Tim Harford discussed Hardin’s hypothetical commons in a recent podcast, and contrasted it with the traditional English Commons.
Garrit Hardin explained that there was no way to sustainably manage the common property. The only solution was to natoinalize it—let the state run it—or to privatize it—divide it up into little parcels and hand them out to individuals. But the English Commons lasted for hundreds of years, perfectly sustainably. They were managed by a community; they were owned by a community. These were people who were neighbors. They lived next door to each other, and they could police those rules.
Harford is somewhat idealizing the past, or at least collapsing it.
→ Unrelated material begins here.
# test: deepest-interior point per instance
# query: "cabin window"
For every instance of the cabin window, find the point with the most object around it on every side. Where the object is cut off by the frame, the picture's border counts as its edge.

While Commons were likely managed by a community early on, they eventually came to resemble the situation described in the first quote of this post: the lord of the manor owned the land and decided which commons rights to grant. Lewis Hyde in Common as Air (p. 29) offers a nice potted summary of these two historical approaches of managing the Commons:
In the Saxon age before the Norman conquest, it is assumed that all village lands were held and worked in common, except for a few enclosed gardens and orchards. No one person or family was the ultimate owner; what belonged to people were use rights, the commons being the place those rights were expressed. During the many centuries after the Norman conquest, the lands of any village were more likely associated with a local manor, the assumption being that the soil belonged ultimately to the lord of the manor and that rights of common were granted on condition of fealty to him and attendant acts of tribute (military service especially).
Nevertheless, this doesn’t invalidate Harford's key point in the podcast: the Commons have been successfully managed throughout history, whether by a community or by a feudal lord. In making this point, Harford highlights the work of Elinor Ostrom on “common pool resources.” Ostrom’s PhD focused on the use of fresh water in the aquifer under Los Angeles, which was being depleted of fresh water and slowly filling with salt water. On the surface, usage of the aquifer seemed as if it was irrefutable proof of the Tragedy of the Commons. What actually happened was very different.
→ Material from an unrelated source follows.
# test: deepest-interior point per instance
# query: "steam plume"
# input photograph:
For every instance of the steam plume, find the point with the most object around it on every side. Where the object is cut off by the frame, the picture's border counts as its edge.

What actually happened was that people got together… and hammered out rules—messy ad-hoc rules. And the rules worked. They not only worked; they lasted.
It turned out other common pool resources across the United States and across the world were also being managed sustainably by these ad-hoc rules. They were different every time. They didn’t always work, but sometimes they did.
And Lynn Ostrom discovered something very important: the Tragedy of the Commons isn’t a tragedy. It’s not inevitable… It’s the Problem of the Commons, and problems have solutions.
The rules of the English Commons were certainly ad-hoc. While they eventually came to have specific names like Estovers, the rights that were granted and who they were granted changed over time. The English Commons lasted for hundreds of years, and only ended with the 'Inclosure Acts of the 17th century onwards. I’m currently reading Common as Air, in which Lewis Hyde examines the problems of the commons from the perspective of history. He looks at the ideas and opinions of the founders of the United States of America. When I’m finished I’ll be interested to compare Hyde’s philosophical and historical conclusions with those of Elinor Ostrom’s more empirical approach.